Data from: Motion analysis of non-model organisms using a hierarchical model: influence of setup enclosure dimensions on gait parameters of Swinhoe’s striped squirrels as a test case
Falk, Mielke; Vivian, Schunke; Wölfer, Jan; Nyakatura, John A. (2019), Data from: Motion analysis of non-model organisms using a hierarchical model: influence of setup enclosure dimensions on gait parameters of Swinhoe’s striped squirrels as a test case, Dryad, Dataset, https://doi.org/10.5061/dryad.10rn5
In in-vivo motion analyses, data from a limited number of subjects and trials is used as proxy for locomotion properties of entire populations, yet the inherent hierarchy of the individual and population level is usually not accounted for. Despite the increasing availability of hierarchical model frameworks for statistical analyses, they have not been applied extensively to comparative motion analysis. As a case study for the use of hierarchical models, we analyzed locomotor parameters of four Swinhoe’s striped squirrels. The small-bodied arboreal mammals exhibit brief bouts of rapid asymmetric gaits. Spatio-temporal parameters on runways with experimentally varied dimensions of the setup enclosure were compared to test for its potentially confounding effects. We applied principal component analysis to evaluate changes to the overall locomotor pattern. A common, non-hierarchical, pooled statistical analysis of the data revealed significant differences in some of the parameters depending on enclosure dimensions. In contrast, we used a hierarchical Bayesian generalized linear model (GLM) that considers subject specific differences and population effects to compare the effect of enclosure dimensions on the measured parameters and the principal components. None of the population effects were confirmed by the hierarchical GLM. The confounding effect of a single subject that deviates in its locomotor behavior is potentially bigger than the influence of the experimental variation in enclosure dimensions.
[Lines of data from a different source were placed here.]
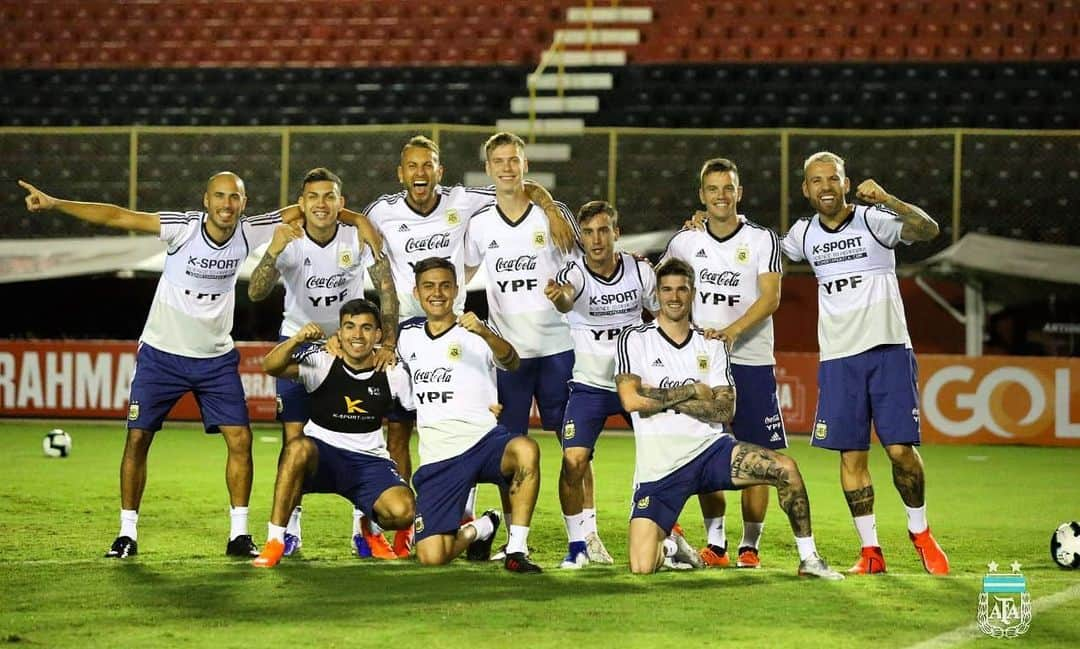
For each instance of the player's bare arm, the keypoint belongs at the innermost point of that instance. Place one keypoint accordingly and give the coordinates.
(561, 295)
(646, 400)
(266, 274)
(505, 355)
(279, 361)
(918, 225)
(562, 233)
(102, 214)
(719, 408)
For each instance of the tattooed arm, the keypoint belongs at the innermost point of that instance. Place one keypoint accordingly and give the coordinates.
(647, 401)
(719, 408)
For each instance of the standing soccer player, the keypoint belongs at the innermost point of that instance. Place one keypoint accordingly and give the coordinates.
(323, 264)
(867, 370)
(451, 362)
(186, 343)
(603, 294)
(340, 449)
(737, 265)
(677, 387)
(428, 219)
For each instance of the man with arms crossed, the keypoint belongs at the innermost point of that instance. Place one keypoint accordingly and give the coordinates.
(867, 369)
(677, 387)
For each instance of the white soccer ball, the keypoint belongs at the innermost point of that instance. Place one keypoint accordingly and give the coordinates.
(1065, 545)
(56, 444)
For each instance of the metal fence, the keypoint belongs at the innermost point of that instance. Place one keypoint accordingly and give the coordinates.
(1024, 185)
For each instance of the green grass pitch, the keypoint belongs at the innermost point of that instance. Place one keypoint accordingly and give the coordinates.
(58, 516)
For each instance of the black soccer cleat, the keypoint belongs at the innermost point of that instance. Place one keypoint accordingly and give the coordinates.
(481, 551)
(242, 546)
(122, 548)
(516, 562)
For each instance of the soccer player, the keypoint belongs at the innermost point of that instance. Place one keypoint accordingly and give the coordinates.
(737, 266)
(603, 294)
(186, 343)
(340, 449)
(451, 362)
(677, 387)
(323, 264)
(428, 219)
(867, 370)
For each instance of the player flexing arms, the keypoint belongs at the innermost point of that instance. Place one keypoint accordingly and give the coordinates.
(323, 264)
(451, 361)
(737, 264)
(428, 219)
(677, 387)
(340, 449)
(602, 296)
(186, 343)
(867, 369)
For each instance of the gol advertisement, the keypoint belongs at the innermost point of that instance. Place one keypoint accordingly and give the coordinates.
(988, 400)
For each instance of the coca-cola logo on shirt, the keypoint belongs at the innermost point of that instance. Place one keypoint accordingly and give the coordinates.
(515, 264)
(440, 240)
(721, 279)
(331, 282)
(439, 375)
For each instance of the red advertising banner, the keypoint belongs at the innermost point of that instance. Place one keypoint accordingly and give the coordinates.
(988, 400)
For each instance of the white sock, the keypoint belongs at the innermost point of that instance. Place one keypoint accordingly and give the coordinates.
(518, 539)
(275, 532)
(590, 521)
(752, 533)
(471, 504)
(670, 546)
(483, 526)
(238, 522)
(715, 533)
(866, 526)
(576, 525)
(806, 546)
(917, 519)
(294, 522)
(129, 518)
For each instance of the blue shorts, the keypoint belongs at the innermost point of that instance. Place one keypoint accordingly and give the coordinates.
(662, 500)
(358, 476)
(162, 378)
(757, 409)
(586, 411)
(544, 377)
(443, 487)
(880, 386)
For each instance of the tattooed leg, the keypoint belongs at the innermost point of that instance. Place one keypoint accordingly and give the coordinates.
(756, 465)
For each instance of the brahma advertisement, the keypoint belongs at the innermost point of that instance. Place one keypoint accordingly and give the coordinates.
(988, 400)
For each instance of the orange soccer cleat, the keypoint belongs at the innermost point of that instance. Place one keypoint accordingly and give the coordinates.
(933, 557)
(871, 562)
(272, 552)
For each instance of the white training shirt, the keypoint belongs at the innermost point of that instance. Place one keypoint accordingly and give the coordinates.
(859, 300)
(603, 308)
(320, 278)
(518, 259)
(667, 441)
(453, 384)
(314, 367)
(726, 272)
(192, 308)
(410, 237)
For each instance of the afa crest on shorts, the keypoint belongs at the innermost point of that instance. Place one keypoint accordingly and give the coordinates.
(1004, 605)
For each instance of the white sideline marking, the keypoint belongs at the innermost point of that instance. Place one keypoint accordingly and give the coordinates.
(969, 632)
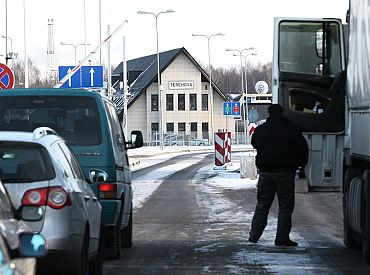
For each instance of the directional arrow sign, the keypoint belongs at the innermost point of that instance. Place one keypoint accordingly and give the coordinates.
(231, 108)
(85, 77)
(73, 81)
(92, 76)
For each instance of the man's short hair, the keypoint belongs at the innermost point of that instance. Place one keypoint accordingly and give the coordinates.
(275, 110)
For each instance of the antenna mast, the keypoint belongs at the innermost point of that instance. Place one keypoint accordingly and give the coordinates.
(50, 75)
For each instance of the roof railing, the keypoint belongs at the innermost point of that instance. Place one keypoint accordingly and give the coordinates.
(43, 131)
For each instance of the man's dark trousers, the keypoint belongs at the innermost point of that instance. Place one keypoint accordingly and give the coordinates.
(269, 184)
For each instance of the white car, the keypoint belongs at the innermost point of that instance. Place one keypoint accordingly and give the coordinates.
(39, 169)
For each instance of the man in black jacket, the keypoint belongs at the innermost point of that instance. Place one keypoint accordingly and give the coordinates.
(281, 149)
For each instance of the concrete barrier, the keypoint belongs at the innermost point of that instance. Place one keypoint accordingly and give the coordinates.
(248, 167)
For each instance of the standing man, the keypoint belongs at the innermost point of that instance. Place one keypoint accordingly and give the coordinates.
(281, 149)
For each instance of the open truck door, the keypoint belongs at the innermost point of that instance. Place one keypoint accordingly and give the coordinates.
(308, 80)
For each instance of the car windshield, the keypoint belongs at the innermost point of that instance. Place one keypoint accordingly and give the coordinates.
(24, 162)
(73, 118)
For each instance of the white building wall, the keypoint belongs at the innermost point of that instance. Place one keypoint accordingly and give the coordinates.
(140, 116)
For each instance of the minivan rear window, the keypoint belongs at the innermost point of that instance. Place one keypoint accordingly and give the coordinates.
(24, 162)
(74, 118)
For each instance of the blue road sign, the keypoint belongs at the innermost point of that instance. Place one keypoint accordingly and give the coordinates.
(85, 77)
(231, 108)
(74, 81)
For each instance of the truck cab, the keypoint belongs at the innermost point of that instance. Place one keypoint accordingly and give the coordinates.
(309, 81)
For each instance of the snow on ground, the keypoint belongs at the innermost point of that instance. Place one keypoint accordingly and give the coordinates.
(224, 177)
(223, 213)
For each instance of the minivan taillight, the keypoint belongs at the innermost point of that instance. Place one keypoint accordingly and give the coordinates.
(108, 190)
(56, 197)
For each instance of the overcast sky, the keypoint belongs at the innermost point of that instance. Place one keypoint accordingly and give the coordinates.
(245, 23)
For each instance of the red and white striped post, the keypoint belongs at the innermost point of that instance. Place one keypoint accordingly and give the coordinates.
(222, 148)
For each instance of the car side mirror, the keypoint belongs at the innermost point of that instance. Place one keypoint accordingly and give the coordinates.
(30, 213)
(32, 245)
(98, 176)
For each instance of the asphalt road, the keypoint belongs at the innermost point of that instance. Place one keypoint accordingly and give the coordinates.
(190, 227)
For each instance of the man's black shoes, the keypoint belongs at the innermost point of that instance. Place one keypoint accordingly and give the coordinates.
(286, 243)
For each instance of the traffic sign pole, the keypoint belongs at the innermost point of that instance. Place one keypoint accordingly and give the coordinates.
(6, 77)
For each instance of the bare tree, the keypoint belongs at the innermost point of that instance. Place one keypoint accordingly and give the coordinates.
(35, 80)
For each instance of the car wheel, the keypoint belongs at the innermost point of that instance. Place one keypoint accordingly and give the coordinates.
(349, 238)
(96, 265)
(126, 233)
(83, 265)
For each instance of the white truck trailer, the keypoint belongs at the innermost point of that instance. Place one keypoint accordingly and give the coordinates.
(321, 77)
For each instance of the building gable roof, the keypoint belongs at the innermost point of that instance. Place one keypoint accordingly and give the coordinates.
(142, 72)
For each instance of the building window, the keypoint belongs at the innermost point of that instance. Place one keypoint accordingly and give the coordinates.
(181, 102)
(155, 133)
(193, 128)
(204, 102)
(193, 102)
(170, 128)
(169, 102)
(154, 103)
(205, 131)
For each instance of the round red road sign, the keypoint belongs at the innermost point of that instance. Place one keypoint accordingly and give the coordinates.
(6, 77)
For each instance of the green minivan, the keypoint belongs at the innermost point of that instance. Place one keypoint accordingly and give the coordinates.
(89, 123)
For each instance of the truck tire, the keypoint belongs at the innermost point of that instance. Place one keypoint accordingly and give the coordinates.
(96, 265)
(365, 218)
(348, 234)
(126, 233)
(83, 265)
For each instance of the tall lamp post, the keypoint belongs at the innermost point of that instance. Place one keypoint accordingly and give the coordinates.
(160, 126)
(240, 54)
(246, 90)
(210, 76)
(75, 47)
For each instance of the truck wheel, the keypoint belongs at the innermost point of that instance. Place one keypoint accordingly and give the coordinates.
(126, 233)
(349, 235)
(365, 219)
(83, 266)
(96, 265)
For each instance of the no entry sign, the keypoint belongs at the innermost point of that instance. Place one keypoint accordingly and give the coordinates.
(6, 77)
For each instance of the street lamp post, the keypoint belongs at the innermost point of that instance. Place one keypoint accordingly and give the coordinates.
(75, 47)
(245, 116)
(12, 54)
(160, 126)
(246, 91)
(210, 77)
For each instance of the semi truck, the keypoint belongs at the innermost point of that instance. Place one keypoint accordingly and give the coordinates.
(321, 77)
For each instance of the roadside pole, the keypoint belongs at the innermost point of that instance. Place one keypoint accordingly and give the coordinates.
(93, 52)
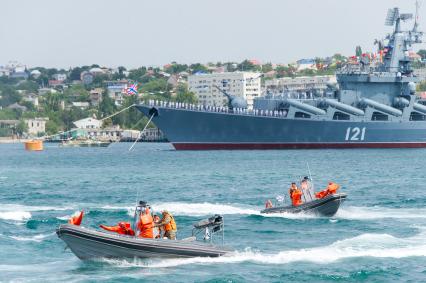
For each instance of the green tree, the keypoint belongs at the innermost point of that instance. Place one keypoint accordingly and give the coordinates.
(106, 106)
(267, 67)
(52, 101)
(8, 95)
(22, 127)
(246, 65)
(175, 68)
(358, 51)
(195, 68)
(158, 87)
(29, 86)
(137, 74)
(184, 95)
(76, 93)
(421, 86)
(422, 53)
(52, 127)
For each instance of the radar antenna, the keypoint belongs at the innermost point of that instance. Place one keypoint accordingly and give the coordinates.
(393, 14)
(416, 19)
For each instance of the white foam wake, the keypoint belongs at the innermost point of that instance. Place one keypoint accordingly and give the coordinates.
(17, 212)
(208, 209)
(371, 213)
(35, 238)
(365, 245)
(15, 215)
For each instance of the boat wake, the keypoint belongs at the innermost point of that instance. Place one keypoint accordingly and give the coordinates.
(35, 238)
(17, 212)
(208, 209)
(365, 245)
(15, 215)
(372, 213)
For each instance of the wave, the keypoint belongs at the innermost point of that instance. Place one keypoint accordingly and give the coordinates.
(36, 238)
(15, 215)
(371, 213)
(365, 245)
(208, 209)
(15, 207)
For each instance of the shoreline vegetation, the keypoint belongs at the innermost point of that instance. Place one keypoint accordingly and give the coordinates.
(64, 96)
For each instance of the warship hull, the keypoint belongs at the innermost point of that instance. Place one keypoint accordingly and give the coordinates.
(90, 244)
(203, 130)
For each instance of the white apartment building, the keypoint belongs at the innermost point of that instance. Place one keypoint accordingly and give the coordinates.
(243, 84)
(299, 84)
(36, 126)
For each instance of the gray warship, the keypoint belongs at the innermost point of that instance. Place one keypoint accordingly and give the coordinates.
(373, 105)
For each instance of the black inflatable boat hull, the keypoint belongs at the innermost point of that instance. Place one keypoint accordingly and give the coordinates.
(327, 206)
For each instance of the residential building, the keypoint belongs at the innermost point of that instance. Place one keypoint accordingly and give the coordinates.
(96, 96)
(81, 105)
(298, 84)
(45, 90)
(59, 77)
(86, 77)
(109, 133)
(242, 84)
(88, 123)
(16, 106)
(32, 98)
(306, 64)
(116, 89)
(36, 126)
(7, 127)
(421, 73)
(35, 74)
(54, 83)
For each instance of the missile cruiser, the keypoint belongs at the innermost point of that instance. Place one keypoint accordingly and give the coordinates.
(373, 105)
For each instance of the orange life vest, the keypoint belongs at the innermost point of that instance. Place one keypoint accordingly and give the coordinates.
(268, 204)
(145, 225)
(171, 225)
(76, 219)
(331, 189)
(296, 197)
(122, 228)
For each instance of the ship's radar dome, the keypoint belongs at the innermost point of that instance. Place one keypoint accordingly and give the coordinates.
(412, 87)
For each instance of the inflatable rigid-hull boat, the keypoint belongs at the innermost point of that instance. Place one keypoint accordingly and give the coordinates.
(326, 206)
(89, 244)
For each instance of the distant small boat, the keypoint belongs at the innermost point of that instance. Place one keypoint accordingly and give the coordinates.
(326, 206)
(85, 143)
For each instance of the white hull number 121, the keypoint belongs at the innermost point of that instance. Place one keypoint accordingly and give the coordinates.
(355, 134)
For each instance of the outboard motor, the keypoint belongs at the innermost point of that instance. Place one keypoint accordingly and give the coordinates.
(210, 227)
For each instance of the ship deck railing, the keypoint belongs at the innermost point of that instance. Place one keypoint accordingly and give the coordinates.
(218, 109)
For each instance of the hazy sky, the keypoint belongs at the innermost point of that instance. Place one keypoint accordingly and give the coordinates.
(64, 33)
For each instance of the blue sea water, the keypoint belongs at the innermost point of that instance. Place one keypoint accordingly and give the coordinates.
(379, 234)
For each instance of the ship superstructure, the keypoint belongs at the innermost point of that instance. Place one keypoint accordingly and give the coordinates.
(373, 104)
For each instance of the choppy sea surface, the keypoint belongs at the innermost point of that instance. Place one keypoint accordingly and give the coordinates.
(378, 235)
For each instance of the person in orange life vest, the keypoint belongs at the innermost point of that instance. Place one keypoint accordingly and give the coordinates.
(295, 195)
(122, 228)
(145, 224)
(169, 225)
(157, 231)
(268, 204)
(306, 188)
(76, 219)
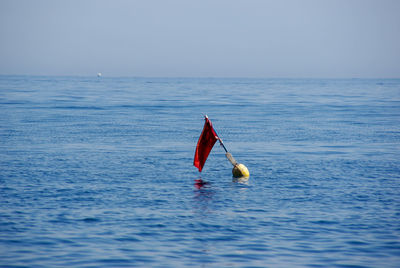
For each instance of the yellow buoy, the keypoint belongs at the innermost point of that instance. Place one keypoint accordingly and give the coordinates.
(240, 171)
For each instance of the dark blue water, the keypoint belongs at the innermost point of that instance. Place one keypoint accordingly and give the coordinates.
(98, 173)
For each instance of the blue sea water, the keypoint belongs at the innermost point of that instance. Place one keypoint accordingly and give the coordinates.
(98, 172)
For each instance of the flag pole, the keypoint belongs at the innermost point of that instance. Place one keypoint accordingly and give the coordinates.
(239, 171)
(227, 154)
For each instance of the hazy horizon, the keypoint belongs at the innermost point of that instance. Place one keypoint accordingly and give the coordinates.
(221, 39)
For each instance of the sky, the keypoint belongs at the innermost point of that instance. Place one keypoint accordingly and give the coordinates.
(208, 38)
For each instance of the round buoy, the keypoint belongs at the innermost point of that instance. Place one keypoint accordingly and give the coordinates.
(240, 171)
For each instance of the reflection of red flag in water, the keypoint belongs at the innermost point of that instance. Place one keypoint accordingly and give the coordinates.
(206, 141)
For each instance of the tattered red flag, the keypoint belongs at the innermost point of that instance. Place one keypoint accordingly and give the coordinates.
(206, 141)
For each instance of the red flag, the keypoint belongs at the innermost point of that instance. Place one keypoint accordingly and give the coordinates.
(206, 141)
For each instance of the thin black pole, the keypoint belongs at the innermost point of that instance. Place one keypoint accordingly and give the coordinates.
(220, 140)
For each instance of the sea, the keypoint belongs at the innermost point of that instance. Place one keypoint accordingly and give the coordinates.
(98, 172)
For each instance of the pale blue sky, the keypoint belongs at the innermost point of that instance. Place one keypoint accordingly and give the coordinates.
(218, 38)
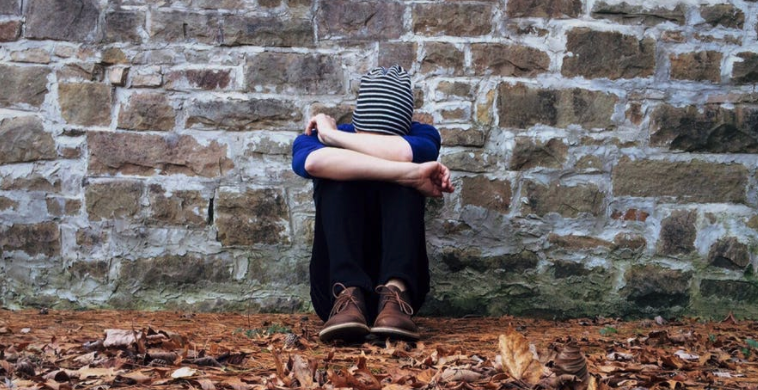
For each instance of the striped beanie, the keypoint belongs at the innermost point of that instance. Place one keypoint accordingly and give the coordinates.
(385, 102)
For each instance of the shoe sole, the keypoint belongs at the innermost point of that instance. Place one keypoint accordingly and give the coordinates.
(395, 332)
(350, 331)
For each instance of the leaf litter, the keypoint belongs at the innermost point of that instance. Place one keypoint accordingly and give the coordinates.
(170, 350)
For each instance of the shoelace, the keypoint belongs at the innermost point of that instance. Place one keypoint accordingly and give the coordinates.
(390, 295)
(343, 299)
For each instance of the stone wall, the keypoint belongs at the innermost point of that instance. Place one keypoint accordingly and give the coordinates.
(604, 150)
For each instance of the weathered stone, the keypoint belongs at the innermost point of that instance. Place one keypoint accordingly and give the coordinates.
(694, 181)
(736, 290)
(66, 20)
(258, 216)
(453, 19)
(569, 202)
(123, 26)
(178, 26)
(178, 207)
(206, 79)
(657, 287)
(10, 30)
(729, 253)
(113, 200)
(460, 137)
(442, 58)
(493, 194)
(700, 66)
(745, 71)
(597, 54)
(23, 85)
(243, 115)
(508, 60)
(87, 104)
(470, 161)
(711, 130)
(521, 107)
(267, 32)
(173, 271)
(635, 14)
(529, 154)
(576, 242)
(24, 139)
(397, 53)
(147, 111)
(726, 15)
(544, 8)
(285, 72)
(147, 154)
(38, 239)
(678, 233)
(360, 21)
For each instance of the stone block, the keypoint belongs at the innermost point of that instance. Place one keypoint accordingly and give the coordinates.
(397, 53)
(123, 26)
(147, 111)
(726, 15)
(699, 66)
(569, 202)
(244, 115)
(10, 30)
(147, 154)
(257, 216)
(267, 32)
(177, 207)
(64, 20)
(544, 8)
(528, 153)
(452, 18)
(23, 85)
(461, 137)
(24, 139)
(492, 194)
(442, 58)
(729, 253)
(746, 70)
(521, 107)
(508, 60)
(113, 200)
(368, 21)
(710, 129)
(35, 239)
(687, 182)
(87, 104)
(170, 26)
(204, 79)
(470, 161)
(678, 233)
(634, 14)
(656, 287)
(318, 74)
(623, 56)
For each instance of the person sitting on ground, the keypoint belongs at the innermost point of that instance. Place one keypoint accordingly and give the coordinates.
(369, 263)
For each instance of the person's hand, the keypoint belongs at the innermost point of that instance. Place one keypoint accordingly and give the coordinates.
(324, 124)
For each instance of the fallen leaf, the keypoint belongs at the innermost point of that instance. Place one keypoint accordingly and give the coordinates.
(519, 360)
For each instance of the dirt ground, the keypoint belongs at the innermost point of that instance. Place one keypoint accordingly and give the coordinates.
(109, 349)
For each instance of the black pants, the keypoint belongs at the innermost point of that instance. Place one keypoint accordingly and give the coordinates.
(366, 233)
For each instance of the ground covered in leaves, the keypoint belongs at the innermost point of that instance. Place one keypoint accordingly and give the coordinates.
(109, 349)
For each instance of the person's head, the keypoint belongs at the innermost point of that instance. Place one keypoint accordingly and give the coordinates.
(385, 102)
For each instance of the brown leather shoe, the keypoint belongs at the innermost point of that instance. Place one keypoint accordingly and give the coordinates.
(346, 321)
(395, 311)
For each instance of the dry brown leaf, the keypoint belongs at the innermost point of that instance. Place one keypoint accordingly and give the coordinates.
(518, 359)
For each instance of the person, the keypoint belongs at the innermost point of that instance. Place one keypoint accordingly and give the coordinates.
(370, 178)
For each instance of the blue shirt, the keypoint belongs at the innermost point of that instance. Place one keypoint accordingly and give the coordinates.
(424, 140)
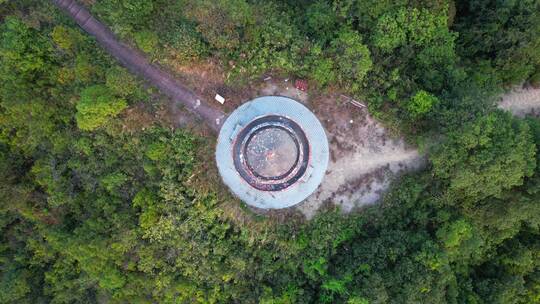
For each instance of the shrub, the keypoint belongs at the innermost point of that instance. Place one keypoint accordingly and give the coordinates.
(96, 106)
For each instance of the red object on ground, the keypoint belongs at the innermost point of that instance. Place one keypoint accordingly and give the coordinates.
(301, 84)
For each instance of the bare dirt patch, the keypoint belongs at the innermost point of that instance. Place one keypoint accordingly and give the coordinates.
(522, 101)
(364, 157)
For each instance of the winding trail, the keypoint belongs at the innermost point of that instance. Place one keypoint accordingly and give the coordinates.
(521, 101)
(137, 63)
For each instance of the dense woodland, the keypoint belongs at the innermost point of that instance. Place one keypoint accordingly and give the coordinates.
(91, 212)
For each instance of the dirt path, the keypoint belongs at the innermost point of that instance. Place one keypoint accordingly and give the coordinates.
(138, 64)
(364, 158)
(522, 101)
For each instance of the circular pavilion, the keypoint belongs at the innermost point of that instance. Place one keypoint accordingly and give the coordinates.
(272, 152)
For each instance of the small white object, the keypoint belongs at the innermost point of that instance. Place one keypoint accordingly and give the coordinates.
(220, 99)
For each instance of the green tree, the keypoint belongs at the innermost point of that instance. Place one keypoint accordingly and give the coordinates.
(96, 106)
(485, 157)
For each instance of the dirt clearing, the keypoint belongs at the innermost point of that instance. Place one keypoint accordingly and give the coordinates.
(522, 101)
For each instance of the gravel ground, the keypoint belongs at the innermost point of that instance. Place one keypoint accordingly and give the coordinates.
(521, 101)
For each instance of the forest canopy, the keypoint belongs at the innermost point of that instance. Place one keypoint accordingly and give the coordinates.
(93, 211)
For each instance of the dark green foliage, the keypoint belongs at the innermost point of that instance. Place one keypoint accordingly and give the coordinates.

Our findings justify the common practice of researchers to intuitively select an enclosure with dimensions assumed as “non-constraining”. Hierarchical models can easily be designed to cope with limited sample size and bias introduced by deviating behavior of individuals. When limited data is available—a typical restriction of in-vivo motion analyses of non-model organisms—density distributions of the Bayesian GLM used here remain reliable and the hierarchical structure of the model optimally exploits all available information. We provide code to be adjusted to other research questions.